Lire : Lebrujah, « Comprendre le Rojava dans la guerre civile syrienne »




Raphaël Lebrujah est un bon connaisseur du Kurdistan syrien (Rojava) et de l’expérience révolutionnaire qui anime cette région depuis le printemps arabe de 2011.

Il a nourri son livre de nombreuses conversations avec des militantes et militants révolutionnaires kurdes, en exil en France, mais aussi au Kurdistan où il a effectué deux voyages.

Son ouvrage, très descriptif, fait la part belle aux analyses géostratégiques et militaires, de la bataille de Kobanê (2014), dont la résistance héroïque a projeté la gauche kurde sous le feu des projecteurs, à celle d’Afrîn (2018), premier revers cuisant infligé par l’armée turque et ses supplétifs islamistes. Le Rojava-Fédération démocratique de Syrie du nord est toujours en guerre, il faut le rappeler, et cela absorbe 70 % de ses maigres ressources.

Malgré tout, la gauche kurde a à cœur d’assurer l’assise populaire de son projet de confédéralisme démocratique. La Fédération s’est donc payé le luxe, dans ce Moyen-Orient en plein chaos, d’organiser des élections libres en décembre 2017. Les assemblées cantonales sont représentatives de la mosaïque ethno-confessionnelle du pays, intègrent des hommes et des femmes, et une minorité d’opposition liée au PDK de Massoud Barzani, le grand rival du PKK au Kurdistan.

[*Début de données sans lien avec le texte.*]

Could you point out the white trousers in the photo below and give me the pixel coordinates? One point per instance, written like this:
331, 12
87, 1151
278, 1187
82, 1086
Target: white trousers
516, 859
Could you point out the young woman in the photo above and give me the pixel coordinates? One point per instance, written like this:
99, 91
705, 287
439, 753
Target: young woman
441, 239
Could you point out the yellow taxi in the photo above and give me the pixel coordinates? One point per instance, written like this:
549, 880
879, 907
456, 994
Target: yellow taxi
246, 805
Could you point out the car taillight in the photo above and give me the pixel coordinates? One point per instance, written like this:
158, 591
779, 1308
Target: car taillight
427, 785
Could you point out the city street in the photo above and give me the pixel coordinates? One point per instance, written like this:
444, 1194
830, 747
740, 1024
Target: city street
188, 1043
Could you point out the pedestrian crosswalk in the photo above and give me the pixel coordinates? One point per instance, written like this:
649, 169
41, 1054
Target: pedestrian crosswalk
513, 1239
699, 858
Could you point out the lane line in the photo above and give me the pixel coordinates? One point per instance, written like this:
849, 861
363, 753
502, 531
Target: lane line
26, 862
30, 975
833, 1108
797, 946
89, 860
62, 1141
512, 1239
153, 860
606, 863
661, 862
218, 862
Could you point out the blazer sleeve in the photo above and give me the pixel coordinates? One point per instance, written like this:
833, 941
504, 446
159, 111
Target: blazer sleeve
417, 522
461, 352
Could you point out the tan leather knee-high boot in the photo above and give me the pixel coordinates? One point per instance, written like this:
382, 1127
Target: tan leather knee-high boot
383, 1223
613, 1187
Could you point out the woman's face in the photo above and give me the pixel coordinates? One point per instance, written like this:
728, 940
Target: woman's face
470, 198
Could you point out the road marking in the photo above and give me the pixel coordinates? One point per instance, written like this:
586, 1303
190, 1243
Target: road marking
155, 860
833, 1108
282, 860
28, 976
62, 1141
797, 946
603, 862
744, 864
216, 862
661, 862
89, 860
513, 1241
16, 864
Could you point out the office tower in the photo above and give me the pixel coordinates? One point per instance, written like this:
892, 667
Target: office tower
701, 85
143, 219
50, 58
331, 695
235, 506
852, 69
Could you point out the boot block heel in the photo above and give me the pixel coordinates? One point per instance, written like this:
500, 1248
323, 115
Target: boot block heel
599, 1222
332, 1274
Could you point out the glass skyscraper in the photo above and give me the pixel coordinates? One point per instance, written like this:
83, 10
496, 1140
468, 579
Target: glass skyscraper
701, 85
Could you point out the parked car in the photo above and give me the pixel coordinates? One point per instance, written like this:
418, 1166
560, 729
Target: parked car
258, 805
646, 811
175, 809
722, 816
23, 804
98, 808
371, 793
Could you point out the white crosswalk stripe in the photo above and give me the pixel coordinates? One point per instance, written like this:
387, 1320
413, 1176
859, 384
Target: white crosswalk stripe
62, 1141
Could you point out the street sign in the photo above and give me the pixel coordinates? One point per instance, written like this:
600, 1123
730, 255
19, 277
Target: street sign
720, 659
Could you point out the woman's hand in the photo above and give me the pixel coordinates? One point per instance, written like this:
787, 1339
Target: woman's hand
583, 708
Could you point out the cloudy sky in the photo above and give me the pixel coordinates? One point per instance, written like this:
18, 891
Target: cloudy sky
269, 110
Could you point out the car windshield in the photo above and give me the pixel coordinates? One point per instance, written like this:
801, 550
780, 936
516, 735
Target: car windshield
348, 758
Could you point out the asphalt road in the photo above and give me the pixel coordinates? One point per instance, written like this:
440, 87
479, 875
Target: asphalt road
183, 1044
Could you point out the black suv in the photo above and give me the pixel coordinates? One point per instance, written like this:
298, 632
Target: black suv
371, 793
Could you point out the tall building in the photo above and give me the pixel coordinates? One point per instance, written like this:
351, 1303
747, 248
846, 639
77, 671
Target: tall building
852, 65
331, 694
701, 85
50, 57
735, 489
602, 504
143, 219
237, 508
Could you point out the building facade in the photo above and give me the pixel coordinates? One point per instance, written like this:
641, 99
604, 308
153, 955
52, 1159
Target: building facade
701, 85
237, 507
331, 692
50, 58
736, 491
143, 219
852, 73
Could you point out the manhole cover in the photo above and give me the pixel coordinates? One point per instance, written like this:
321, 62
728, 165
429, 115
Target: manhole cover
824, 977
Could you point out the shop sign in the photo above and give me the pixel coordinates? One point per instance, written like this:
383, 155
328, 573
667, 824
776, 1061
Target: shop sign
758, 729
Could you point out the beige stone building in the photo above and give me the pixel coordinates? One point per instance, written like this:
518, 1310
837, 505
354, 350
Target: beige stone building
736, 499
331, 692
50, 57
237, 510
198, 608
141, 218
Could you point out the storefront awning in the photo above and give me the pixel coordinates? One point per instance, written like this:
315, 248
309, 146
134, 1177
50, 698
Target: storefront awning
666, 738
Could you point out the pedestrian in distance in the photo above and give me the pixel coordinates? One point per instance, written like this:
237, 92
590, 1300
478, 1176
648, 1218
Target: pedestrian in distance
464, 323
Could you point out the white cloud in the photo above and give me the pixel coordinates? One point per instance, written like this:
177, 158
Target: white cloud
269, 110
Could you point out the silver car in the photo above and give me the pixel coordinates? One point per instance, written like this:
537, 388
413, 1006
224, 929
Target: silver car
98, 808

Dans un pays en ruine, l’auto-administration encourage la relance de la production par la création de coopératives, sous le contrôle des communes, mais autogérées par les travailleuses et les travailleurs. Sans coercition, plutôt en encourageant l’adhésion volontaire des petits propriétaires. L’auteur évoque le fonctionnement de ces coopératives (agrico-alimentaires, de confection…), qui pour autant ne peuvent représenter l’alpha et l’oméga d’une politique économique. Quid des grandes propriétés féodales pour l’instant inviolées ? Quid de la production pétrolière, hydro-électrique (barrage de Tabqa), ou de ciment (Lafarge) ? Quid des grandes infrastructures (aéroport de Qamişlo, toujours sous le contrôle du régime de Damas) ? L’auteur reste prudent sur les grands choix et les défis qui se posent à la Fédération démocratique de Syrie du nord, dont l’autonomie est très relative, et qui doit constamment négocier avec des acteurs intérieurs (tribus féodales) et extérieurs (Damas, Ankara, Washington, Moscou, Paris…) qui menacent ce territoire grand comme la Suisse.

Une des parties les plus originales du livre essaie de cerner la doctrine du confédéralisme démocratique, dont les orientations échappent aux catégories traditionnelles : ni libertaire, ni marxiste, ni féministe, ni athée, ni écologiste… mais en même temps un peu de tout cela à la fois. Souplesse ou ambiguïté ? On n’a pas fini de s’interroger.

Guillaume Davranche (AL Montreuil)

  • Raphaël Lebrujah, Comprendre le Rojava dans la guerre civile syrienne, Éditions du Croquant, 2018, 220 pages, 15 euros.